Tamanha fama fez Cassady ser um nervoso rolo compressor de contradições. Viveu cercado por escritores e outros artistas e ele mesmo nunca terminou de escrever nenhum livro, por mais que quisesse. Era cheio de amigos por todos os cantos dos Estados Unidos, mas morreu praticamente sozinho de overdose no México. E mesmo célebre, só havíamos tido a oportunidade de acompanhar seus atos pelos relatos de terceiros. Por estes e diversos outros motivos se faz tão essencial a leitura da autobiografia inconclusa de Neal, O Primeiro Terço. É a rara oportunidade de conhecer a sua trajetória desde as primeiras lágrimas infantis e compreender melhor o homem que ele se transformou quando conheceu os representantes beats.

Esgueirando-me pela porta para o assoalho todo lascado, eu cruzava por quartos onde corpos enfraquecidos e almas estilhaçadas uniam-se com os rumores de seu sono pesado, ao de meu pai.

A maior ambição de Cassady sempre foi ser escritor.  Parecia-lhe ser a sua única saída para mudar de vida. Sua salvação de passar o resto da sua vida entre passagens cada vez mais largas em prisões. Por meio desta idéia fixa que ele conheceu Jack Kerouac, a quem foi à sua casa pedir para lhe ensinar a escrever.
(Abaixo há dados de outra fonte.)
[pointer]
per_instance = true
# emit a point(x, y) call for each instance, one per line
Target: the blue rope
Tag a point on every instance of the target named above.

A grande ironia deste encontro é que seria Neal quem acabaria ensinando alguma coisa, ao fazer Kerouac se libertar das suas amarras criativas e desenvolver seu estilo consagrado.

Em meio a pessoas como Allen Ginsberg, William Burroughs e outros beats, Neal Cassady iniciaria seu interminável épico sobre a sua vida. Mesmo sabendo que não tinha a técnica nem o conhecimento necessário para ser um bom escritor ele ficou anos para terminá-lo. Alternando períodos de alta produtividade estimulada por amigos com meses sem escrever uma única linha, a autobiografia ainda não estaria completa em 1968, o ano da sua morte. Considerada perdida para sempre até 1979, quando finalmente um pacote de páginas datilografadas foi encontrado em um arquivo, amarelado e esquecido por mais de uma década. Enfim, lá estava o relato inconcluso. O Primeiro Terço. As duas partes restantes Cassady partiu cedo demais para ter tempo de terminar.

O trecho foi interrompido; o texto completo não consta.